A geographical simulation and optimization system based on coupling strategies

Geographic Information Systems (GIS) have been widely used for research purposes in numerous disciplines. The solution to the increasingly intensified resource and environmental problems requires sophisticated simulation and optimization tools. Geographers need to deal with more data and more complex models for analyzing geographical processes. GIS have a good capability of handling spatial data, but have limitations of performing complex simulation and optimization tasks. This paper first discusses the concepts and methodologies of a Geographical Simulation and Optimization System (GeoSOS). GeoSOS 1.0 is further developed to provide advanced toolboxes for implementing a series of simulation and optimization tasks. As a bottom-up approach, GeoSOS 1.0 consists of three major integrated components, cellular automata (CA), multi-agent systems (MAS), and swarm intelligence (SI). The binding force of this system is the interactions between spatial micro-entities and their environment.
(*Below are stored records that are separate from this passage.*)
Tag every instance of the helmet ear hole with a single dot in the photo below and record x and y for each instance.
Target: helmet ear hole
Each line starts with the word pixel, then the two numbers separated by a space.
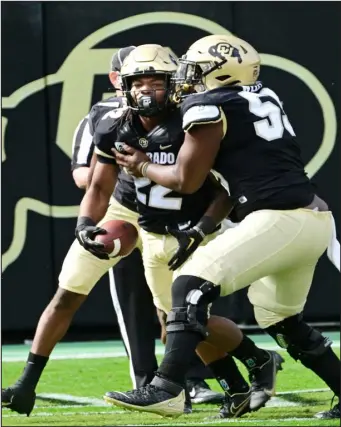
pixel 222 78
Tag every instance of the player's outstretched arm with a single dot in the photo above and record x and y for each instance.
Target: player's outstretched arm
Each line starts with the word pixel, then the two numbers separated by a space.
pixel 194 162
pixel 96 200
pixel 93 207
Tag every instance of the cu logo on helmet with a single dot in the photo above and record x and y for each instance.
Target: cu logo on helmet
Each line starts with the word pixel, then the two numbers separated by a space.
pixel 222 50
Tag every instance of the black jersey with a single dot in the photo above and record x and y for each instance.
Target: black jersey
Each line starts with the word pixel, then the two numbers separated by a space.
pixel 110 109
pixel 158 206
pixel 259 156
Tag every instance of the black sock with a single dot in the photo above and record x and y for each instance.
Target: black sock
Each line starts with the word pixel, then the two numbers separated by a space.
pixel 180 347
pixel 249 354
pixel 32 372
pixel 228 375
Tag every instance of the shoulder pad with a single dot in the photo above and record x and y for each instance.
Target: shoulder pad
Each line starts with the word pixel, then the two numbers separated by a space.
pixel 110 108
pixel 200 114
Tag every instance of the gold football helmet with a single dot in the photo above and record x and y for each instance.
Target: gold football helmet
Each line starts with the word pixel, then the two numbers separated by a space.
pixel 216 61
pixel 146 60
pixel 149 59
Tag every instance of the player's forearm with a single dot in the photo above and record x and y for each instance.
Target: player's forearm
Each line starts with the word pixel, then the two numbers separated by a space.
pixel 174 177
pixel 220 207
pixel 95 203
pixel 80 177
The interactions are governed by Tobler's first law of geography. A general form of interaction rules is proposed for the synergy of these three bottom-up components. A set of data mining tools can be used to discover the interaction rules of GeoSOS. The integration of CA with MAS can allow the system to handle various kinds of simulation tasks. Another novelty of this proposed system is its capability of coupling the simulation (CA and MAS) with the optimization (SI). The scenario with the highest accumulative utility value can be identified by using this coupling mechanism. This proposed system provides a new kind of functionality to improve the understanding of natural complex systems.